TRIBUNAL CANTONAL

 

 

 

 

JE16.027377-161963

89


 

 


CHAMBRE DES RECOURS CIVILE

_________________________________________

Arrêt du 12 avril 2017

_________________

Composition :               Mme COURBAT, présidente

                            M. Sauterel et Mme Giroud Walther, juges

Greffière :              Mme Boryszewski

 

 

*****

 

 

Art. 158 CPC

 

              Statuant à huis clos sur le recours interjeté par W.________ SA, à Lausanne, intimée, contre l’ordonnance de mesures provisionnelles rendue le 31 octobre 2016 par la Juge de paix du district de Morges dans la cause divisant le recourant d’avec Y.________, à Vaduz, F.________, à Zurich, B.________, à La Conversion, C.________, à Lutry, et J.________, à Riex, requérants, agissant en tant que cessionnaires de la masse en faillite de [...] SA (anc. [...] SA), la Chambre des recours civile du Tribunal cantonal considère :

 

 

 

A.              Par ordonnance du 31 octobre 2016, la Juge de paix du district de Morges a admis la requête d'expertise (I), a désigné [...], expert-comptable diplômé, c/o Fiduciaire [...] SA, route [...], [...], en qualité d'expert (II), a chargé celui-ci de répondre aux questions des allégués 139 à 182 de la requête (III), a dit que l'avance des frais d'expertise serait effectuée par les requérants, à parts égales (IV) et a dit que la décision sur les frais interviendrait à l'issue de la procédure (V).

 

              En droit, le premier juge a relevé que les requérants avaient exposé que, le 28 juillet 2015, l’administration de la faillite de [...] SA leur avait cédé les droits de la masse en faillite découlant de l’action en responsabilité au sens de l’art. 752 ss CO (Code des obligations ; RS 220) et qu’ils avaient tous prêté et/ou investi de l’argent dans [...] SA, devenue [...] SA, argent qu’ils n’avaient pas pu récupérer en totalité dans le cadre de la faillite de la société. Le premier juge a ensuite retenu que, dès lors que les requérants avaient rendu vraisemblable l’existence d’une prétention matérielle contre les intimés et que les allégués 139 à 182 portaient sur des éléments techniques, en particulier des règles et des principes comptables et d’audit applicables à la société anonyme, il convenait d’admettre la requête d’expertise sur ces allégués.

 

 

B.              Par acte du 11 novembre 2016, W.________ a interjeté recours contre l’ordonnance précitée, concluant, sous suite de frais et dépens, à sa réforme en ce sens que les conclusions des requérants sont rejetées, subsidiairement à son annulation et au renvoi de la cause en première instance.

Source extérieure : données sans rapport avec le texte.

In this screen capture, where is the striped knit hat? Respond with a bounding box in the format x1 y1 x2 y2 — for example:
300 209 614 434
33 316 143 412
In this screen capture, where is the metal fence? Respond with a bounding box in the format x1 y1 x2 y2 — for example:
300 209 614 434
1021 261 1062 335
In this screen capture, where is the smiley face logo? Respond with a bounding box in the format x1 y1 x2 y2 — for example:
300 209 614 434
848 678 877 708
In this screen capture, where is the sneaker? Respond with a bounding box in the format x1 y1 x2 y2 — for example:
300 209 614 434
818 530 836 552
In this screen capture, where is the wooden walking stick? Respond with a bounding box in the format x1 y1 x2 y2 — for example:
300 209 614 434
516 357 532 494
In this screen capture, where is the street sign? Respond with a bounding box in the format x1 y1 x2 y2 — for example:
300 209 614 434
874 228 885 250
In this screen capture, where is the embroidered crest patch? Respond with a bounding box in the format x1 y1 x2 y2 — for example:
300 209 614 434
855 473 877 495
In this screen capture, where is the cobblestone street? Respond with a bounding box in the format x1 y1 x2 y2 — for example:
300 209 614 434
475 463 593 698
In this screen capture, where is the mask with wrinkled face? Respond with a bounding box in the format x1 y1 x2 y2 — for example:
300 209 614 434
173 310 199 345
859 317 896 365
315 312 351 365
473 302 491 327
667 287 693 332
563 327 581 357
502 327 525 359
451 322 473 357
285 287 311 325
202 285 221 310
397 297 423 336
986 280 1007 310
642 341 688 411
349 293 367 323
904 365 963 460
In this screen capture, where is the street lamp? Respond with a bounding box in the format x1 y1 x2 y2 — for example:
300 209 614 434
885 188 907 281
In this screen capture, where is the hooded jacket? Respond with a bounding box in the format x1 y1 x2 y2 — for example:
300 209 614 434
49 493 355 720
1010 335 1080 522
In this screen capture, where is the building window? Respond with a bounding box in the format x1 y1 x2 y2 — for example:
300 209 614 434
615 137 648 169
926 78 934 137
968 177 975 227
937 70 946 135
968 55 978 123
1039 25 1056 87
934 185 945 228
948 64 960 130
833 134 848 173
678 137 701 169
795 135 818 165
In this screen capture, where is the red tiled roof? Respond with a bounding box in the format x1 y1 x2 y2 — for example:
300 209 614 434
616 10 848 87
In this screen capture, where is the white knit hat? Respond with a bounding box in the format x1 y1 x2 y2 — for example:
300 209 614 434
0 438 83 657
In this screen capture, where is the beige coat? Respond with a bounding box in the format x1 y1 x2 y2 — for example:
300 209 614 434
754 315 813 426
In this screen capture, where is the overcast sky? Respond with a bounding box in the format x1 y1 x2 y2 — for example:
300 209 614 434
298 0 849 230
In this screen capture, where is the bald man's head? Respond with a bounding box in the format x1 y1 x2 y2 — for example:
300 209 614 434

Elle a également requis l’effet suspensif, lequel a été refusé par avis du Juge délégué de la chambre de céans du 22 novembre 2016.

 

              [...] et [...] ont également interjeté recours contre la même ordonnance les 11 novembre et 7 décembre 2016.

 

              Les intimés Y.________, F.________, B.________, C.________ et J.________ n’ont pas été invités à se déterminer.

 

 

C.              La Chambre des recours civile fait sien dans son entier l'état de fait de l’ordonnance, complété par les pièces du dossier, dont il ressort notamment ce qui suit :

 

1.              Par décision du 10 mai 2012, la faillite sans poursuite préalable de [...] SA a été prononcée. 

 

 

2.              Le 13 juin 2016, Y.________, Caisse de pension [...], [...], [...] et [...], agissant en tant que cessionnaires de la masse en faillite de [...] SA (anc. [...] SA), ont déposé une requête de preuve à futur contre [...], [...], [...], [...],W.________ et [...] SA, auprès de la Juge de paix du district de Morges (ci-après : juge de paix), en concluant, sous suite de frais et dépens, à ce que [...], expert-comptable diplômé, c/o Fiduciaire [...] SA, Route [...] soit désigné (II), à ce que l’expert réponde aux questions figurant aux allégués 148 et 154 à 197 [sic] de la requête et fasse toute proposition en vue de trouver un arrangement entre parties (III), s’il l’estime nécessaire, l’expert étant autorisé à s’adjoindre les services des spécialistes de son choix et à requérir toutes pièces qu’il jugera utiles (IV).

 

              Par réponse du 13 septembre 2016, W.________ a conclu à ce que la requête soit rejetée et, subsidiairement, à ce que les allégués 139, 143, 144, 145, 146, 151, 152, 154, 155, 157, 159, 160, 161, 163, 164 et 178 à 182 soumis à la preuve par expertise constatent un état de fait. 

 

 

3.              Le 15 septembre suivant, l’audience de la juge de paix a eu lieu en présence des parties, à l’exception de l’intimé [...].

 

 

 

              En droit :

 

1.

1.1              Dirigés contre la même décision et fondés sur des arguments en partie similaires, il convient de déterminer, en premier lieu, si la jonction des procédures de recours de [...], [...] SA et [...] simplifierait la présente procédure (art. 125 let. b CPC).

 

1.2              Pour simplifier le procès, le juge peut en effet ordonner une jonction de causes (art. 125 let. c CPC). La jonction de causes, comme la division de causes, n'est pas conditionnée par des critères précis, tels que la connexité pour la jonction ou l'absence de connexité pour la division. Le seul critère est celui de la simplification du procès, selon l'appréciation du tribunal (Haldy, CPC commenté, Bâle 2011, n. 6 ad art. 125 CPC).

 

1.3              En l’espèce, dans la mesure où les recours interjetés par [...] SA, d’une part, et W.________, d’autre part, soulèvent principalement la question de leur recevabilité, alors que celui interjeté par [...] se concentre sur les notions de droit d’être entendu et de régularité de la notification, la jonction de ces procédures ne paraît pas opportune dans le cas présent. Il n’y a donc pas lieu de les joindre.

 

 

2.

2.1              Le recours est dirigé contre une ordonnance du juge de paix, qui nonobstant son intitulé, ne traite pas stricto sensu de mesures provisionnelles, mais ordonne une preuve à futur (art. 158 CPC).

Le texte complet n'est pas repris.